Canada’s First Hovercraft
Canada’s first hovercraft was an Alligator Boat.
For the purposes of this story let’s assume that a hovercraft is a boat that can move across land or water. OK? In that case, Canada’s first hovercraft was an Alligator.
In the later part of the 19th century and into the 20th century, the loggers in and around what is now known as Algonquin Park used a very special tugboat to corral logs on water and drag them across the lakes to the mills and shipping locations. The boats were called Alligators. Why? Because, like alligators, they were capable of navigating both on water and on land.

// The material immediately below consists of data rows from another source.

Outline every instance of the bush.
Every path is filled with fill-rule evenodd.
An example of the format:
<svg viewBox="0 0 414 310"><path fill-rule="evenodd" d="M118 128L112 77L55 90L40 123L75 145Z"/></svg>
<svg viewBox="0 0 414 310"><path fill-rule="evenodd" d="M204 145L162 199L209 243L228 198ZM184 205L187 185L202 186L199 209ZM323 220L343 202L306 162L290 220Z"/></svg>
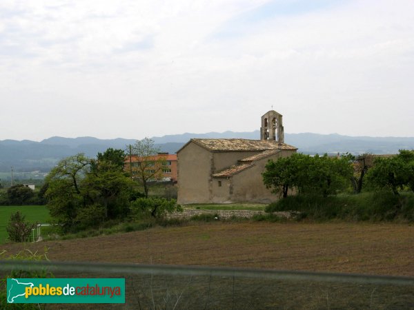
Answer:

A boat on land? Isn’t that normally called a shipwreck or, at least, winter storage?
The Alligator was a flat bottom side-paddle wheeler that could travel, in still water, about 5-6 miles per hour. However if the wind came on to strong or the current was against the bow, the boat would slow from a crawl to stopped. So the boat designer came up with an ingenious way to keep it moving. They had a row bow go ahead of the Alligator about a quarter mile and drop an anchor which was attached to a winch on the Alligator. When the anchor was set, the cable would be winched in and the Alligator would move forward. This worked very well on water so the boatmen decided to try it on land. Logs were laid down across an area to portage, the anchor was played out, the winch activated and the Alligator Boat was pulled across the logs, thus navigating the portage.
Thus, the Alligator Tug could move through the water and across the land… just like a hovercraft.
There are remnants of Alligators through the Algonquin Park area.